Nigeria's booming broadband sector is masking a critical gap in home internet infrastructure. Only about 265,000 households have access to fibre-to-the-home (FTTH) services, despite more than 154 million active internet subscriptions across the country, according to findings shared at an industry forum in Lagos this week.
The discrepancy reveals a paradox: explosive growth in mobile internet is hiding serious weaknesses in fixed, high-speed connectivity that modern economies require. Broadband penetration jumped to 55.67 percent from 48.81 percent year-on-year, while Nigerians now consume an average of 1.4 million terabytes of data monthly.

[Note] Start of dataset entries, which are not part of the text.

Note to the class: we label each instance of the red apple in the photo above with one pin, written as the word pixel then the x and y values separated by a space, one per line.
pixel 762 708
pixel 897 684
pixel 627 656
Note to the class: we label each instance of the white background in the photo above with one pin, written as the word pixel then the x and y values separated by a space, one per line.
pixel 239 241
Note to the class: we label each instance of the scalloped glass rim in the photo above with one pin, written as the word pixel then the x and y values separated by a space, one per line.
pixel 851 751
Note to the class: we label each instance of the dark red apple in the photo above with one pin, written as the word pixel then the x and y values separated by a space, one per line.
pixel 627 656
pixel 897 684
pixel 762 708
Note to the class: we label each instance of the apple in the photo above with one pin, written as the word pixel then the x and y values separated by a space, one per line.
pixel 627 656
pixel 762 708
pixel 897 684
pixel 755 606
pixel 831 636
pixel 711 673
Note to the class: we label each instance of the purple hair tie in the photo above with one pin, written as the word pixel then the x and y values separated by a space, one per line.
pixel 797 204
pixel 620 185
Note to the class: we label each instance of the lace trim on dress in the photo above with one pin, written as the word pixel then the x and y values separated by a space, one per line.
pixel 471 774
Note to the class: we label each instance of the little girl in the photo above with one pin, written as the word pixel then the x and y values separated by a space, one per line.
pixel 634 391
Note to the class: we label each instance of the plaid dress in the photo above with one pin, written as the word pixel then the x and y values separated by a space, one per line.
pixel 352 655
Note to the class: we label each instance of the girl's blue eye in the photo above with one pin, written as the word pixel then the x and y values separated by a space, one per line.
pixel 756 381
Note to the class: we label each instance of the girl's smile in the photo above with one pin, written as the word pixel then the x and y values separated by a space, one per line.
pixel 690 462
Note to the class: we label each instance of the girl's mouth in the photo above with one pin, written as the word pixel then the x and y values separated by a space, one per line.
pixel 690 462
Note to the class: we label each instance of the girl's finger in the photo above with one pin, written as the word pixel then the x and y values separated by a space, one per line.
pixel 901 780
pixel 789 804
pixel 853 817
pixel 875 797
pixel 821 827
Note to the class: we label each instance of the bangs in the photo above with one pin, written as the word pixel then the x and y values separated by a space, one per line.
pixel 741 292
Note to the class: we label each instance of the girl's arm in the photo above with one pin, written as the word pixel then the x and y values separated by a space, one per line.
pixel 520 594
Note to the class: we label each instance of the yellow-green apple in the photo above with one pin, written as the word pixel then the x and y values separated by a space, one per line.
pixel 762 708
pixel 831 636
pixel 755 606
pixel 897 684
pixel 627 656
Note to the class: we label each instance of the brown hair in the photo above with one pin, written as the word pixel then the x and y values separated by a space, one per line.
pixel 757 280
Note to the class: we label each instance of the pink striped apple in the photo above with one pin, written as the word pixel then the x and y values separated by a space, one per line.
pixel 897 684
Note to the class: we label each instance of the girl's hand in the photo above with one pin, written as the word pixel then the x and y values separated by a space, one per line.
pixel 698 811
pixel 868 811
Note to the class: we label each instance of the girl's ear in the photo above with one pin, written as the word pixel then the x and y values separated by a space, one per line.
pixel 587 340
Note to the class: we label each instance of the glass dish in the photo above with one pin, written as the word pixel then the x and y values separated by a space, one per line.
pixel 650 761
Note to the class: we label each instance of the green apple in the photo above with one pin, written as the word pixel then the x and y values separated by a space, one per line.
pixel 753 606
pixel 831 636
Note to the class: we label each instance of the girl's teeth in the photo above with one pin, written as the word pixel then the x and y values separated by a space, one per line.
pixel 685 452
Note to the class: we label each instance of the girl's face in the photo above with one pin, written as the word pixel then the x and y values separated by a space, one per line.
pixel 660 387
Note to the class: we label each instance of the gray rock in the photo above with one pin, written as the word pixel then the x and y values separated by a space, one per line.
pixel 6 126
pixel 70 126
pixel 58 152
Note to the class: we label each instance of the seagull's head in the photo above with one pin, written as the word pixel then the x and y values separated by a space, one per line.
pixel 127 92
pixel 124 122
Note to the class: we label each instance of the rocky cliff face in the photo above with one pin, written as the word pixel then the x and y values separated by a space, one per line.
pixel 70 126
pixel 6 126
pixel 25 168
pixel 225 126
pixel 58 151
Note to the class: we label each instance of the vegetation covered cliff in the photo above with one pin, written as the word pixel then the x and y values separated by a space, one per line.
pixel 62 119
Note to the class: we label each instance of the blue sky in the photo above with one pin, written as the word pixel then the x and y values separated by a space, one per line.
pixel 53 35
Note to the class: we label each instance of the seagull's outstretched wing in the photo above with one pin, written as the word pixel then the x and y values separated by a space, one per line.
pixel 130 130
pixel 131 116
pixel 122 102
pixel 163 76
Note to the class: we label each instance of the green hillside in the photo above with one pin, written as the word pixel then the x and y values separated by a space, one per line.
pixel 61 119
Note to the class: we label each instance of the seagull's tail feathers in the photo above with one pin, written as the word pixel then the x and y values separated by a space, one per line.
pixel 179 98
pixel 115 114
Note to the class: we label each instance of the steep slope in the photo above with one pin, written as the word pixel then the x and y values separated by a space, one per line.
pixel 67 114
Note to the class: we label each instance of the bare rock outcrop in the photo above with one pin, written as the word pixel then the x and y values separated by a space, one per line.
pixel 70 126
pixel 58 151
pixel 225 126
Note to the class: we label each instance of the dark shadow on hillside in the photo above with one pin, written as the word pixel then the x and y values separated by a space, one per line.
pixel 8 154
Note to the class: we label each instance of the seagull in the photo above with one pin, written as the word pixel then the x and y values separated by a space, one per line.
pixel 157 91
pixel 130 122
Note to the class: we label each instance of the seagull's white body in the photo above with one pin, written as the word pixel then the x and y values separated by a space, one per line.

But most users depend on mobile networks that can't deliver the reliable, fast connections needed for demanding tasks. Mobile broadband covers wide areas but struggles with capacity, reliability, and upload speeds when networks get congested or users need stable connections for critical work.
Aminu Maida, chief executive of the Nigerian Communications Commission (NCC), told reporters on Tuesday that the infrastructure weakness threatens Nigeria's ambitions to build a $1 trillion economy. He spoke at the Association of Telecommunications Companies of Nigeria (ATCON) forum on fibre expansion, held in Lagos.
"Internet connectivity has become an essential service for Nigerians," Maida said, noting its role in education, business, healthcare, finance, and government.
Homes have transformed into hubs for learning, work, and services, yet most Nigerians can't access the stable, low-latency connections they need. The shortage of fixed broadband leaves the country lagging behind African averages and far behind more developed markets.
Multiple obstacles block fibre expansion. Right-of-way charges remain high and inconsistent in many states, though 13 have waived fees and 16 adopted the N145 per metre rate.
Bureaucratic red tape slows projects, while poor urban planning complicates installations.
Vandalism poses another serious threat. Nigeria recorded over 27,685 fibre cuts in 2025 alone, along with thousands of thefts and access denials that destabilise networks and scare off investors.
These barriers inflate costs and deter companies from investing in home fibre connections. Maida acknowledged that fixed broadband, especially FTTH, remains underdeveloped despite rapid overall growth.
Active internet subscriptions climbed to 154.72 million in April 2026 from 141.99 million a year earlier, the NCC chief noted. Data consumption surges driven by video calls, cloud services, online learning, e-commerce, remote work, and artificial intelligence applications.
Yet only 265,000 homes have FTTH subscriptions, a number Maida described as both a challenge and an opportunity for the sector moving forward.